Although the whole cryptocurrency industry is recent, Bitcoin is much older than NEO. Bitcoin was set up in 2009, similar to NEO in 2014. Since Bitcoin was developed five years earlier than NEO, NEO and many other cryptocurrencies began for a five-year span. That has helped it gain market share before many rivals had existed and the benefit of the first step. The NEO makers are well known.
Two Chinese developers developed NEO: DA Hongfei and Erik Zhang. NEO. It’s a complete mystery to create bitcoin. That’s because the person (or group) that generated bitcoin used an alias. Satoshi Nakamoto is this nickname. There are many conjectures about who could be Satoshi Nakamoto. Many people have been thinking about Elon Musk, Tesla’s CEO, PayPal, and other significant businesses. But Musk has denied such claims, and Bitcoin’s creator’s mystery continues.
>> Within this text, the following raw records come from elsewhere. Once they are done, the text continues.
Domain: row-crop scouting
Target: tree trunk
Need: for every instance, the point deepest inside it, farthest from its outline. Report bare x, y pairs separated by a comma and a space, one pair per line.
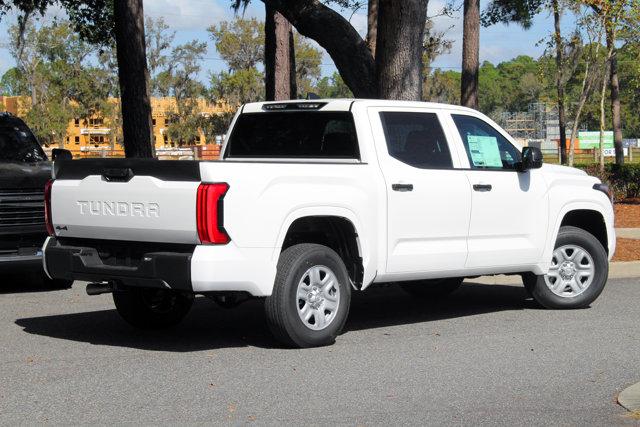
470, 54
584, 95
562, 144
399, 48
338, 37
614, 86
372, 26
292, 65
602, 115
134, 78
277, 53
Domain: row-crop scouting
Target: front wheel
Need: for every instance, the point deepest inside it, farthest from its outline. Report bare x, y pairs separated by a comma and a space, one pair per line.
311, 296
148, 308
578, 272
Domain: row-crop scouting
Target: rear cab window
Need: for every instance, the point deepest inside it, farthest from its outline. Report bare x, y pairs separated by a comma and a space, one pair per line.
294, 134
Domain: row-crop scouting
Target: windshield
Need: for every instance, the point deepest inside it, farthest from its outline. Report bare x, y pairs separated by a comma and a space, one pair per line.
294, 134
17, 144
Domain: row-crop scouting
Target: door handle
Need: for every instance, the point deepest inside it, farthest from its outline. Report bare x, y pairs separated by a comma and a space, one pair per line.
482, 187
402, 187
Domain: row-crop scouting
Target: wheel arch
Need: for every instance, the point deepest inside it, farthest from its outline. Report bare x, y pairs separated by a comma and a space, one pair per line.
339, 231
588, 220
589, 216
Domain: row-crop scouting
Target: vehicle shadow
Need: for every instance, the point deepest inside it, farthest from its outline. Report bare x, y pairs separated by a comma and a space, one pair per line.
210, 327
27, 278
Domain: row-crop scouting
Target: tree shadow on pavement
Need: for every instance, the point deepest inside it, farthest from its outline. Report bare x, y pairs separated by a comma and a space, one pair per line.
209, 327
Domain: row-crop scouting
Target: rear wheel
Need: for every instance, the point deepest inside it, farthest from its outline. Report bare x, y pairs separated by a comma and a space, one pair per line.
432, 288
311, 296
578, 272
148, 308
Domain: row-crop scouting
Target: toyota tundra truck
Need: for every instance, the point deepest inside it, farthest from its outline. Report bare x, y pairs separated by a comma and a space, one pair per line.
314, 200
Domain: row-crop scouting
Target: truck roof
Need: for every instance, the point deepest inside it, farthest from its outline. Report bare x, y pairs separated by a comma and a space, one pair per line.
343, 104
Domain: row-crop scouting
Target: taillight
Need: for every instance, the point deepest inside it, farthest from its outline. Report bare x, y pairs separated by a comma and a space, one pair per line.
48, 220
209, 213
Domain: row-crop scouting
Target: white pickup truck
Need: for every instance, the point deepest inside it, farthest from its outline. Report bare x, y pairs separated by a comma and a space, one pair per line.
313, 200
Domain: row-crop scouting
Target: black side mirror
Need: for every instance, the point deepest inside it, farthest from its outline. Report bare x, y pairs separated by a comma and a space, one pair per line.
531, 158
61, 154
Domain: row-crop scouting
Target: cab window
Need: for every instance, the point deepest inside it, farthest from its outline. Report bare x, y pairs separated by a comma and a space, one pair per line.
416, 139
486, 147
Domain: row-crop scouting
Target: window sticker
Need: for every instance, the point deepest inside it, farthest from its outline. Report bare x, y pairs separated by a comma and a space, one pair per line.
484, 151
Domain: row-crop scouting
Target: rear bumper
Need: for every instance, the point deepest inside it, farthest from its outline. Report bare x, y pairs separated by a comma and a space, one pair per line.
80, 261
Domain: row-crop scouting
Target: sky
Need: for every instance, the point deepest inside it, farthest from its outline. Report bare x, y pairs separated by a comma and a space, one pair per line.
190, 19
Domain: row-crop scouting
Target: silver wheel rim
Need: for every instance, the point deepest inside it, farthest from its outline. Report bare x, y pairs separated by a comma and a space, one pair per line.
318, 297
571, 272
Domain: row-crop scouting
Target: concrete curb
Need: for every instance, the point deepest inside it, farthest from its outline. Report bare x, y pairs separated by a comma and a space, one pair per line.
629, 398
617, 270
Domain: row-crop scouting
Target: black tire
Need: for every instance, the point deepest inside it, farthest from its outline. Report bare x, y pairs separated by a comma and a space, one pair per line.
56, 284
148, 308
538, 289
282, 306
435, 288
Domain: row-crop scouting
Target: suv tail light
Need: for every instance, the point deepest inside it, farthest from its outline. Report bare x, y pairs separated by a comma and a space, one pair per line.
47, 207
209, 213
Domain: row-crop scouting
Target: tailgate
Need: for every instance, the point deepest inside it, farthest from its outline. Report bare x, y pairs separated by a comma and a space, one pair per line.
126, 199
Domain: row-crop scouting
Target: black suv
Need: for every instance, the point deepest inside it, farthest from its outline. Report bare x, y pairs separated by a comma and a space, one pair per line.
24, 171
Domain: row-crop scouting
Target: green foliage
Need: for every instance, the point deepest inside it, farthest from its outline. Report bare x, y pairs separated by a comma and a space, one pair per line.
308, 61
442, 86
52, 69
623, 180
239, 42
506, 11
238, 87
13, 83
181, 82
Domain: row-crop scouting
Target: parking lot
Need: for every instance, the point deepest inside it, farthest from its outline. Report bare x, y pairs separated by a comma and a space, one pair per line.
484, 354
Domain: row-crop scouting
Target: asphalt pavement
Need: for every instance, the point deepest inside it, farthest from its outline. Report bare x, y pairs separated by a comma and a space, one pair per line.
486, 354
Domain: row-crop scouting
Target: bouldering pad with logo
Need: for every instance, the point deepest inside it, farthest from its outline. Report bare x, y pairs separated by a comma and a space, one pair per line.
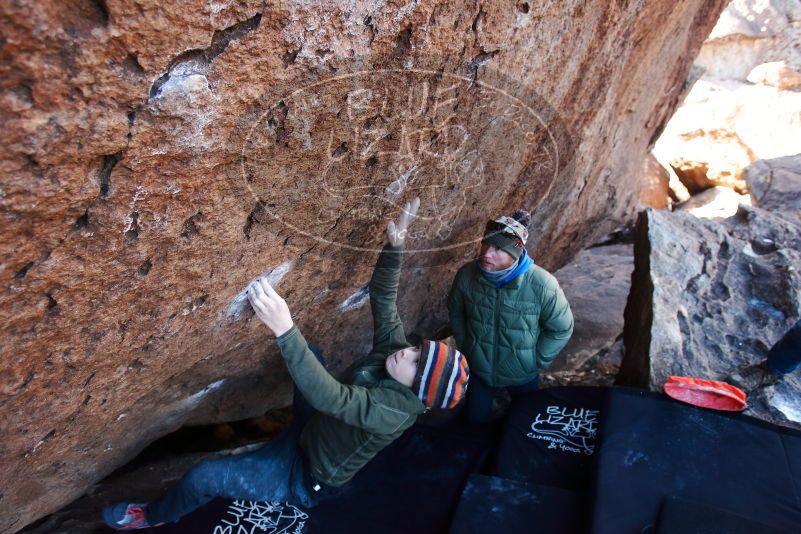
550, 437
411, 486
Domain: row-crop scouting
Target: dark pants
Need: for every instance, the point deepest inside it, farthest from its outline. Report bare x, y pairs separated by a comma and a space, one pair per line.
275, 472
480, 396
785, 356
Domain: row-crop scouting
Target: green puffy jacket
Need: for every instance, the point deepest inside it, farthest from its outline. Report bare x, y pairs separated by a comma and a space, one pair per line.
509, 333
358, 417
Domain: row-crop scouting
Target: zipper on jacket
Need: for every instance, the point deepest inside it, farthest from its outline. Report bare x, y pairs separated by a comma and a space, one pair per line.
496, 336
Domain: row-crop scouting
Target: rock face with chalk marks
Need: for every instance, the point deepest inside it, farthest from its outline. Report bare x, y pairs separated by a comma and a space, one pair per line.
157, 158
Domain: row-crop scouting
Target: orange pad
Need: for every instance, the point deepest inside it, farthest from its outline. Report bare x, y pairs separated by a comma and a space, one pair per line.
706, 393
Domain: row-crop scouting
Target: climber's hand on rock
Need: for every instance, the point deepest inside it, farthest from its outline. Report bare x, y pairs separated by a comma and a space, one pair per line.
396, 232
269, 306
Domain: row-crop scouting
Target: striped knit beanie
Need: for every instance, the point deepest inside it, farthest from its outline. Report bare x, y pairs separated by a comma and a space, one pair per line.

Bitcoin has slowly become a long-term store of value, a form of “digital gold,” since 2009 when it was created. It is the King of cryptocurrencies and it is the cornerstone of many other cryptocurrencies. NEO is planned to be both a cryptocurrency and a network to enable intelligent contracts and decentralized applications and DApps. Technically, smart contracts with Bitcoin may be made easier, but Bitcoin is not recognized as the forum for these contracts. This role was played primarily by NEO and Ethereum.